Die Artikel zur Neuzeit zeigen die grösste inhaltliche und methodische Vielfalt. Joachim Radkau leitet den Teil mit einem methodisch-theoretischen Beitrag ein, der eine Verbindung von mikro- und makrogeschichtlichem Blick auf die Wald- und Forstgeschichte anregt. Nur ein mikroskopischer Blick in die Quellen führe zu neuen Ergebnissen. Hingegen sei der Blick über die Region hinaus von zentraler Bedeutung um die Spezialitäten einer Region überhaupt zu erkennen. Radkau beschränkt sich nicht auf den Vergleich verschiedener mitteleuropäischer Regionen, sondern weitet den Blick auf Asien aus und stellt fest, dass der "markante Konnex zwischen Waldschutz und Herrschaftsinteresse", wie wir ihn in Europa feststellen, in den asiatischen Hochkulturen "nirgends in auch nur entfernt diesem Ausmaß zu finden" sei (97). Inhaltlich dreht sich seine Darstellung um Fragen des Waldzustandes und der "Holznot". Die drei folgenden Texte zur Neuzeit widmen sich traditionelleren forstgeschichtlichen Themen: der Frage nach Ausbildung und Rekrutierung von Forstbeamten (Karl Murk) und der Untersuchung von Biographien grosser Forstleute (Hans-Joachim Weimann) sowie Reformen im Forstwesen (Volker Grundmann).
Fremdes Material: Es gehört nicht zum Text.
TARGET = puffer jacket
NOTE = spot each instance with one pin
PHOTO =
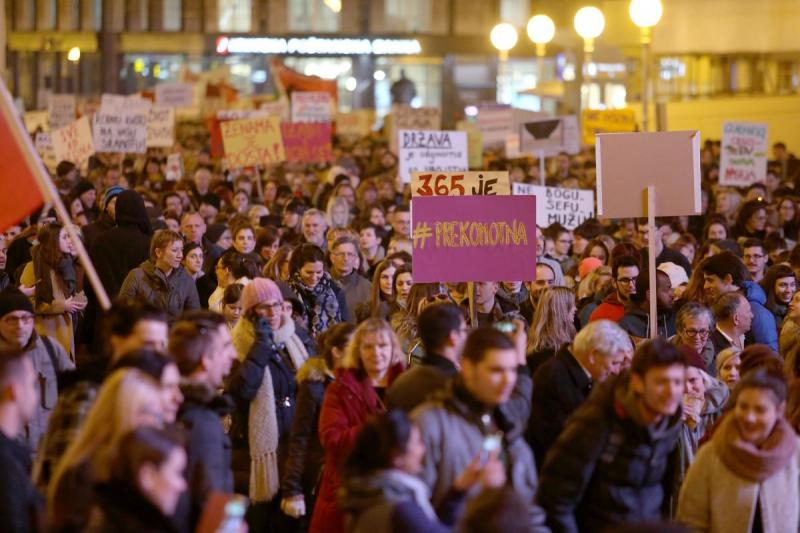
(173, 294)
(764, 330)
(453, 432)
(606, 468)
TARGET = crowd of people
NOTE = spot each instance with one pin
(267, 339)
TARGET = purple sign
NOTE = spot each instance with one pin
(474, 238)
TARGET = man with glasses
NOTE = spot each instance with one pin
(624, 273)
(48, 357)
(356, 288)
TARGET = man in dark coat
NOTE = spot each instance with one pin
(563, 382)
(443, 331)
(611, 464)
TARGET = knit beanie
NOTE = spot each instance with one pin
(259, 291)
(12, 299)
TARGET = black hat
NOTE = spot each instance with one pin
(12, 299)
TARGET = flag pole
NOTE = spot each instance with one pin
(50, 194)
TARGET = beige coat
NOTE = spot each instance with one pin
(714, 499)
(52, 319)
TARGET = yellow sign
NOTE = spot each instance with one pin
(254, 141)
(594, 121)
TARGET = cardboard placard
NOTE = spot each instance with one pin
(551, 135)
(307, 142)
(627, 163)
(161, 127)
(121, 132)
(594, 121)
(74, 142)
(461, 238)
(743, 155)
(431, 150)
(474, 183)
(568, 207)
(311, 107)
(255, 141)
(175, 94)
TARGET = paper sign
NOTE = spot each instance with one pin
(161, 127)
(311, 107)
(551, 136)
(431, 150)
(568, 207)
(461, 238)
(120, 132)
(174, 94)
(61, 110)
(627, 163)
(481, 183)
(73, 142)
(743, 156)
(594, 121)
(255, 141)
(307, 142)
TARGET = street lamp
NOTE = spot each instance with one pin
(646, 14)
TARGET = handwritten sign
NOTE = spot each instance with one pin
(307, 142)
(743, 158)
(311, 107)
(121, 132)
(594, 121)
(432, 150)
(568, 207)
(461, 238)
(551, 136)
(160, 127)
(255, 141)
(73, 142)
(175, 94)
(482, 183)
(61, 110)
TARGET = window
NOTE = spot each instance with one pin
(235, 15)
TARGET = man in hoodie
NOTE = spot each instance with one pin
(636, 320)
(612, 463)
(725, 272)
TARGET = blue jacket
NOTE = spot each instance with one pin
(764, 329)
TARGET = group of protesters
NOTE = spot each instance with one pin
(267, 339)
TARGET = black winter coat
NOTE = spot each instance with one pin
(606, 469)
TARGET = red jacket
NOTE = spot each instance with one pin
(611, 309)
(349, 401)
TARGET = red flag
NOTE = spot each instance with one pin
(19, 190)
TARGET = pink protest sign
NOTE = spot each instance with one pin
(307, 142)
(474, 238)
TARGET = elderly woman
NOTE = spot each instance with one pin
(694, 325)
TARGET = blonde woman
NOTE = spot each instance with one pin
(553, 325)
(127, 400)
(371, 363)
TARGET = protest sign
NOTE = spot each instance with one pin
(551, 136)
(568, 207)
(61, 110)
(311, 107)
(480, 183)
(743, 155)
(120, 132)
(73, 142)
(460, 238)
(594, 121)
(254, 141)
(307, 142)
(174, 94)
(404, 117)
(627, 163)
(431, 150)
(161, 127)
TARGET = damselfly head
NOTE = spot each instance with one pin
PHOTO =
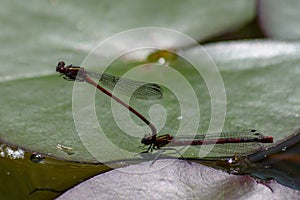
(147, 139)
(60, 67)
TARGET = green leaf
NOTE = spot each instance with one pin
(280, 19)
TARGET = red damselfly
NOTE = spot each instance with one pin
(141, 90)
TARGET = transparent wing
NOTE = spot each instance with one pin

Der spannend zu lesende Band zeigt die Vielfalt der Wald- und Forstgeschichte und das grosse Spektrum, in dem die Entwicklung und der Zustand des Waldes in der gleichen Region ja nach methodischem Zugang beurteilt werden kann. Es wäre wünschenswert, wenn die gelungene regionalgeschichtliche Publikation auch über die Region Hessen hinaus auf Resonanz stieße. Die Publikation gibt einen guten Einblick in die Geschichte des hessischen Waldes, selbst wenn sich die Rezensentin bei der Lektüre ab und zu eine kritischere Distanz zu forstlichen Klagen über den Waldzustand gewünscht hätte.
Anmerkungen:
[1] Vgl. zu diesen Auseinandersetzungen Winfried Schenk: Holznöte im 18. Jahrhundert?. Ein Forschungsbericht zur "Holznotdebatte" der 1990er Jahre, in: Schweizerische Zeitschrift für Forstwesen (Band 157), 2006, 377-383.
[2] Otto Sigg: Agrargeografische und -soziale Beobachtungen des 15. und 17. Jahrhunderts am Beispiel von Kleinandelfingen, auch ein Beitrag zur Feld-Wald-Wechselwirtschaft, in: Schweizerische Zeitschrift für Forstwesen (Band 157), 2006, 403-407.